Chaque Medina du Maroc a son caractère propre. Ce qui frappe d’emblée le promeneur dans les ruelles de la Medina de Marrakech c’est la couleur ocre. Un ocre aux nuances de rouge, ce qui a valu à la cité son surnom de “Ville ocre” ou “Ville rouge”. Le lien à la terre crue, le pisé, est donc rappelé sans cesse à chacun.
Le visiteur est aussi impressionné par la prédominance des longs et hauts murs qui dessinent les rues et semblent vouloir en dissimuler les maisons simples ou les demeures aux allures de palais. Cette intimité est cachée aux yeux des visiteurs. De rares fenêtres percent les murs, seules les portes donnent parfois un signal du caractère de l’habitation. Même entrouvertes, on ne percevra qu’un couloir-entrée, lequel débouchera sur le patio à ciel ouvert.

Patio Riad Dar Taliwint
Un peu d’histoire
La Medina de Marrakech commence à être érigée à la fin du XIe siècle par le souverain Almoravide Youssef Ben Tachfine qui en fait sa capitale. Son développement est donc très rapide. Elle s’étend aujourd’hui sur 600 hectares et est la plus peuplée d’Afrique du Nord. Ses remparts crénelés ont un périmètre de 10 km et plusieurs portes les ouvrent. Depuis 1985 elle est inscrite au Patrimoine Universel de l’Unesco.
Au long de l’histoire du Royaume, elle fut plusieurs fois capitale, comme Fès, Meknès, Rabat. Ainsi s’enchaînent périodes de gloire et de déclin. Les dynasties Almohades (Kasbah, Bab Agnaou, Koutoubia) et Saâdiennes (Medersa Ben Youssef, Palais Badiî) sont à l’origine des monuments les plus emblématiques de la cité.
Le cœur battant de cette médina est l’incontournable Place Jemaa El Fna.
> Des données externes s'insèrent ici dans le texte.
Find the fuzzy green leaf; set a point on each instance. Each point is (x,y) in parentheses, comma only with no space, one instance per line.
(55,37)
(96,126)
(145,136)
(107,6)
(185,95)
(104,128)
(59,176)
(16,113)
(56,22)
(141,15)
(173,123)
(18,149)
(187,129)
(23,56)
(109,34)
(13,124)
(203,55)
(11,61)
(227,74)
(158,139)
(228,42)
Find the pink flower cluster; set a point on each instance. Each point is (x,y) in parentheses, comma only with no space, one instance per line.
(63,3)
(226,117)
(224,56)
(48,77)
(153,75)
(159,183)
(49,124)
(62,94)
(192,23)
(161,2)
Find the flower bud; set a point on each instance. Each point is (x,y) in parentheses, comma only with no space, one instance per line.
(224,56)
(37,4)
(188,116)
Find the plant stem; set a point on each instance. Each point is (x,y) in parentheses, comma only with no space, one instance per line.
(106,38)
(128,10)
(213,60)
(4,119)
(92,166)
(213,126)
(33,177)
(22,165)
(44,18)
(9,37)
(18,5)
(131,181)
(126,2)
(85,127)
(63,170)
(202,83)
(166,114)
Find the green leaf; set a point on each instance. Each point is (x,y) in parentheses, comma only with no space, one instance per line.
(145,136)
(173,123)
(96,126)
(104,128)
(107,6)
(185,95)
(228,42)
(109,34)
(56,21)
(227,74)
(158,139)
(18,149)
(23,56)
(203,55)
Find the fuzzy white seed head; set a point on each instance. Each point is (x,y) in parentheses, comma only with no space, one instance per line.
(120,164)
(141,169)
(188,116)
Classée par l’Unesco au Patrimoine Immatériel Mondial de l’Humanité, elle s’anime surtout le soir. La parcourir, se frayer un chemin entre les tables des restaurants et les cercles (halkas) des spectateurs réjouis, reste une expérience sensorielle unique.
Les contours de la célébrissime Place semblent circonscrits dès le XIIe siècle. D’abord lieu d’exécutions publiques, puis de commerce et d’échanges, elle est désignée “lieu de spectacle” à partir du XVIe siècle. Ceux qui, aujourd’hui, affirment qu’elle est un “piège à touristes”, ne connaissent pas les étapes de son évolution et oublient que l’histoire est têtue! La Place vibre tout au long de l’année, en présence ou en l’absence de touristes. Les principaux adeptes sont les habitants.
Le petit Musée du Patrimoine Immatériel de la Place Jemaa El Fna, qui présente de nombreux documents et films d’époque, permet de clarifier les choses!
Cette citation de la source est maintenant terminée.